Results
Over the whole study period, there were 3,877 patients who were hospitalized for 27,345 days in 10 PICUs for a total of 8,513 UC-days. The first PICUs to participate in the study began collecting data in June 2003, and the latest data included in this analysis are from December 2010. The data for participating hospitals were summarized and classified according to the number of PICUs, number of patients per PICU, type of hospital, and country. The majority of enrolled patients were from academic teaching hospitals (53%), followed by private community hospitals (53%). The remaining 6% of enrolled patients were from a public hospital in Mexico. All participating hospitals are from countries with developing economies. Seventy-two percent of enrolled patients belonged to countries with lower-middle-income economies (India, 37%; El Salvador, 29%; Philippines, 6%). Twenty-eight percent of enrolled patients were from countries with upper-middle-income economies (Turkey, Colombia, and Mexico; Table 1).
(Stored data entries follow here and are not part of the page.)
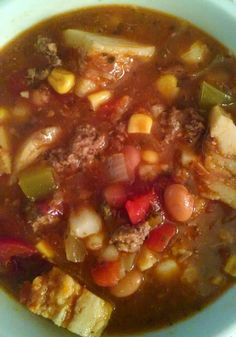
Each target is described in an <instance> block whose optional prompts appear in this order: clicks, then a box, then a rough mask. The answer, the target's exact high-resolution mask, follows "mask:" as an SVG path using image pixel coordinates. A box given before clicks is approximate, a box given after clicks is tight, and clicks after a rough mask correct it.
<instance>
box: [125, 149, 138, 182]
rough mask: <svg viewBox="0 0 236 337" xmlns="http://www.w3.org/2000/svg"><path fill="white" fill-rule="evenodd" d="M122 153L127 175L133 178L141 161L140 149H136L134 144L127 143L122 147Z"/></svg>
mask: <svg viewBox="0 0 236 337" xmlns="http://www.w3.org/2000/svg"><path fill="white" fill-rule="evenodd" d="M123 153H124V156H125V161H126V166H127V170H128V173H129V177H130V178H131V179H132V178H134V175H135V170H136V168H137V167H138V165H139V163H140V161H141V155H140V151H139V150H138V149H136V147H135V146H131V145H127V146H125V147H124V150H123Z"/></svg>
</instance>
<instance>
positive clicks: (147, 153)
mask: <svg viewBox="0 0 236 337" xmlns="http://www.w3.org/2000/svg"><path fill="white" fill-rule="evenodd" d="M141 157H142V160H143V161H145V162H146V163H148V164H156V163H158V160H159V156H158V153H157V152H156V151H152V150H144V151H142V153H141Z"/></svg>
Patient characteristics, such as sex, underlying diseases, previous infection, and duration of UC use, were similar during the baseline and intervention phases (Table 2). With respect to infection prevention and control practices, we found that hand hygiene compliance improved significantly in phase 2, from 48% to 70% (Table 2).
Regarding CAUTI rates, we recorded 9 CAUTIs in phase 1 (baseline period), for an overall baseline rate of 5.9 CAUTIs per 1,000 UC-days. During phase 1, there were 1,513 documented UC-days, for a UC use mean of 0.32.
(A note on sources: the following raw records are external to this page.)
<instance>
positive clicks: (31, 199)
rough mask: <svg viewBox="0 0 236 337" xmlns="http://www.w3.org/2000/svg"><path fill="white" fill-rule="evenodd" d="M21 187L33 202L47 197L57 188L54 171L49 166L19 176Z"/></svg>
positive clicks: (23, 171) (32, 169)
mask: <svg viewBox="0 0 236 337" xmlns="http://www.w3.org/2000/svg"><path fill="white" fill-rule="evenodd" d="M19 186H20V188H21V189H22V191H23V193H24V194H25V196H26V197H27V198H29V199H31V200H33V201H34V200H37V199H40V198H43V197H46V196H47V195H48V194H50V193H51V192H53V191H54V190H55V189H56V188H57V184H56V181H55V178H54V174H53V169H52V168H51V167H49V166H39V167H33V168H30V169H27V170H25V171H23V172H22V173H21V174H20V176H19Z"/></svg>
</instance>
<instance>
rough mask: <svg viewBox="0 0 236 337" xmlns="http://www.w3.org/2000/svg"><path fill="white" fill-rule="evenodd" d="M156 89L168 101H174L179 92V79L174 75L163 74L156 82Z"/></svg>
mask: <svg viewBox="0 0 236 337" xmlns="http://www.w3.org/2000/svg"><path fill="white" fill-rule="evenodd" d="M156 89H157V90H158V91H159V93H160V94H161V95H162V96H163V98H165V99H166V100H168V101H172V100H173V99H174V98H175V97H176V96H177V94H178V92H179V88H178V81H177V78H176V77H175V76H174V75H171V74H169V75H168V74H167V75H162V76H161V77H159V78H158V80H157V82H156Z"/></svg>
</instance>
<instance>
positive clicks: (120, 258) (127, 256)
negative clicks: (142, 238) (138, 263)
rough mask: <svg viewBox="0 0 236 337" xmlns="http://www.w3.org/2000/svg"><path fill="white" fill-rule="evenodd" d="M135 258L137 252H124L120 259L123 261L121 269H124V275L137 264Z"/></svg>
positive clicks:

In phase 2, there were 7,000 UC-days, for a UC use mean of 0.31. After the implementation of the INICC multidimensional infection control approach, we recorded 18 CAUTIs, for an incidence density of 2.6 cases per 1,000 UC-days.
These results showed a CAUTI rate reduction from baseline of 57% (from 5.9 to 2.6 CAUTIs per 1,000 UC-days; RR, 0.43 [95% CI, 0.21–1.0];P = .0344; Table 2).
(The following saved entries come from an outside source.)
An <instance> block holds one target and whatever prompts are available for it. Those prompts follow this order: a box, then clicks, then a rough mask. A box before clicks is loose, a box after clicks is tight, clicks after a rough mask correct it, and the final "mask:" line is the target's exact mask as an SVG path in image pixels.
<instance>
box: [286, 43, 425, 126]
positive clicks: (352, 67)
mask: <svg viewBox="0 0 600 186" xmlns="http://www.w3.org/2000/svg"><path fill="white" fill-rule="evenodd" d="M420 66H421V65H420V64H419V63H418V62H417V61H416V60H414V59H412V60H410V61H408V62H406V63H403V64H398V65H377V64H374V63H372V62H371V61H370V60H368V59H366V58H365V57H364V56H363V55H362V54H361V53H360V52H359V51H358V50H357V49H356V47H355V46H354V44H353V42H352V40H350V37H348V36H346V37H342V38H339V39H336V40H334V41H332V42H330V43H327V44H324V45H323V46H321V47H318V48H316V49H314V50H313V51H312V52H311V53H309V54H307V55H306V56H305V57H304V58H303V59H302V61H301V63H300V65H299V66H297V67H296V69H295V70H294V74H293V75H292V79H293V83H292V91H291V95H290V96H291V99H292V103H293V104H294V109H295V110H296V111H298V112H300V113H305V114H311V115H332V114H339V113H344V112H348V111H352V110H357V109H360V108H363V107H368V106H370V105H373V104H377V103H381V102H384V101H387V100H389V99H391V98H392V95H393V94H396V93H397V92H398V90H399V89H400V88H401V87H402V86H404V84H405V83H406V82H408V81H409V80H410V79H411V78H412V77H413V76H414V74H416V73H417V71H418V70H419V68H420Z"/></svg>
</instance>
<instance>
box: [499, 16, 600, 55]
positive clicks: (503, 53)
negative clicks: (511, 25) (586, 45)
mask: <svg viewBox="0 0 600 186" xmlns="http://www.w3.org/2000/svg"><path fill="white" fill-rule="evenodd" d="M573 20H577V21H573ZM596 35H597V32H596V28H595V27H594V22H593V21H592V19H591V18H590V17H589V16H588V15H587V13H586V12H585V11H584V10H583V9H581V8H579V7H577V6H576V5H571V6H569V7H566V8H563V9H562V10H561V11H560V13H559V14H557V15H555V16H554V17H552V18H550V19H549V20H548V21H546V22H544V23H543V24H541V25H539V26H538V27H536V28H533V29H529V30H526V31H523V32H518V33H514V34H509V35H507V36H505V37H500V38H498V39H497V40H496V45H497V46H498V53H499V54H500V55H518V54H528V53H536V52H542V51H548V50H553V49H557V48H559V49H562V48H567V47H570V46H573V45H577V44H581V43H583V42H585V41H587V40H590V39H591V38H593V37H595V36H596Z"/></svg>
The microorganism profile shows that Candida species, which accounted for 50% of isolates, was the most isolated uropathogen, with no variation in its frequency in both periods (phase 1 and phase 2). It was followed by Enterococcus species (25% of isolates) in phase 1. The remaining pathogens accounted for a maximum of 13% in both periods (Table 3).
Data are quite sparse, with few CAUTI in each period of follow-up. The most notable result is that, despite over 1,000 admissions to ICUs with over 2 years of participation in the INICC, no CAUTI was recorded in this period. The stratified rate ratios for the follow-up period show a decrease in all time periods, although the confidence intervals are wide and include 1 for all periods. Excluding the baseline period, when the time that an ICU had participated in the INICC at the time of admission was included as a continuous variable, we continued to see a decrease in CAUTI rate of 17% for every 3-month period that an ICU has participated in the INICC (nonsignificant; Table 4).